Denote the ridge estimator \(\hat{\boldsymbol{\beta}}^\lambda\) for a given penalty parameter \(\lambda\). The smoothing matrix, as given in the course notes, is \[\mathbf{S}_{\lambda} = \mathbf{Z}(\mathbf{Z}^\top\mathbf{Z} + \lambda \mathbf{I}_p)^{-1}\mathbf{Z}^\top;\] its trace is \(\mathrm{tr}({\mathbf{S}_{\lambda}}) = \sum_{j=1}^p d_j^2/(d_j^2+\lambda)\), where \(d_{j}\) is the \(j\)th singular value of \(\mathbf{Z}\). The smoothing matrix \(\mathbf{S}_{\lambda}\) is not a projection matrix; its eigenvalues lie in \((0,1)\).

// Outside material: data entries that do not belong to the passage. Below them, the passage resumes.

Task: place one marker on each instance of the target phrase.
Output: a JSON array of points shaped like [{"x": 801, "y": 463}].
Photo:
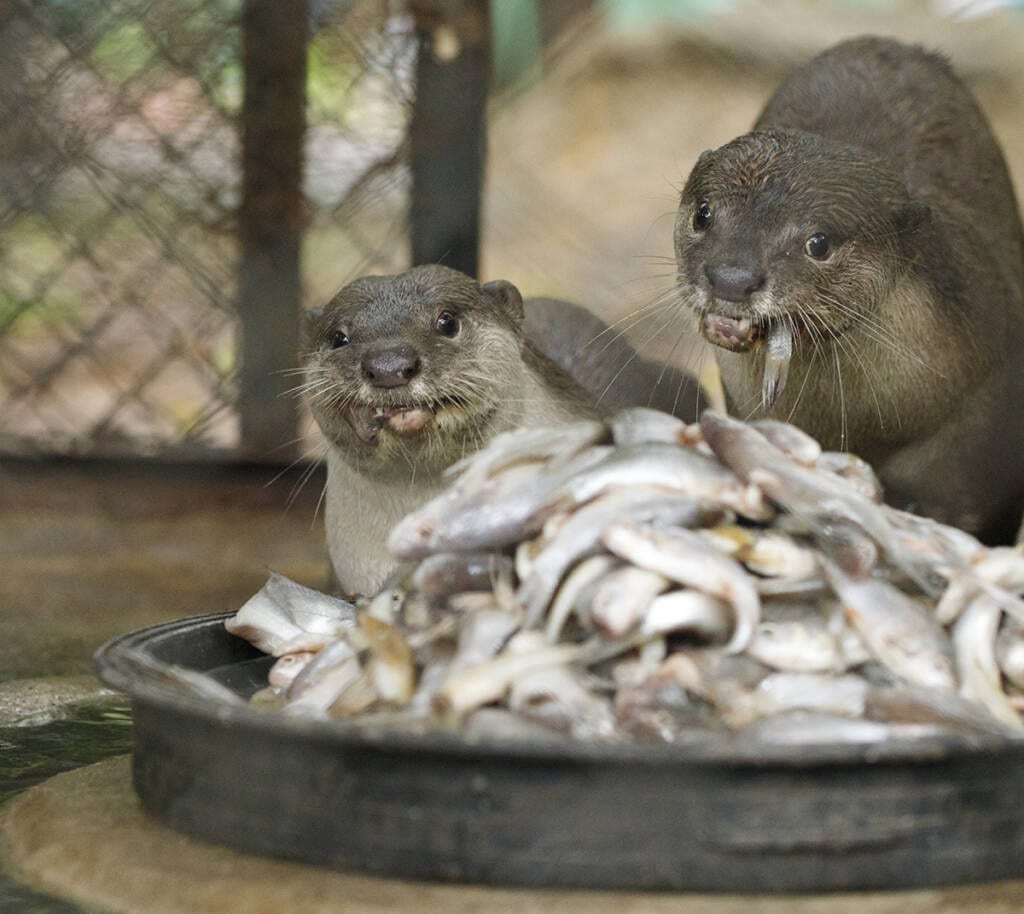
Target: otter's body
[
  {"x": 868, "y": 223},
  {"x": 406, "y": 375}
]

Similar calculations than those used to derive the leave-one-out cross validation residual errors of the PRESS statistic lead to the formula \[\mathrm{CV}_\lambda = \sum_{i=1}^n e_{-i}^2(\lambda) = \sum_{i=1}^n (y_i - \bar{y}- \mathbf{z}_i \hat{\boldsymbol{\gamma}}_{-i}^{\lambda})^2 = \sum_{i=1}^n \frac{(y_i - \bar{y} -\mathbf{z}_i\hat{\boldsymbol{\gamma}}^\lambda)^2}{1-{\mathbf{S}_{\lambda}}_{ii}},\] where \(\mathbf{z}_i\) is the \(i\)th row of \(\mathbf{Z}\). Rather than compute \(\mathbf{S}_{\lambda}\) and its diagonal elements, one can resort to the convenient generalized cross-validation approximation \[\mathrm{GCV}_\lambda = \sum_{i=1}^n \frac{(y_i - \bar{y} -\mathbf{z}_i\hat{\boldsymbol{\gamma}}^\lambda)^2}{1-\mathrm{tr}(\mathbf{S}_{\lambda})/n}\] and the latter is readily computed.

## [1] 13.5

## modified HKB estimator is 8.577316 
## modified L-W estimator is 7.881568 
## smallest value of GCV  at 13.7

Note that in this case, the optimal value of \(\lambda\) found is higher than the theoretical optimum. In practice, we may prefer \(K\)-fold cross-validation to leave-one-out cross validation.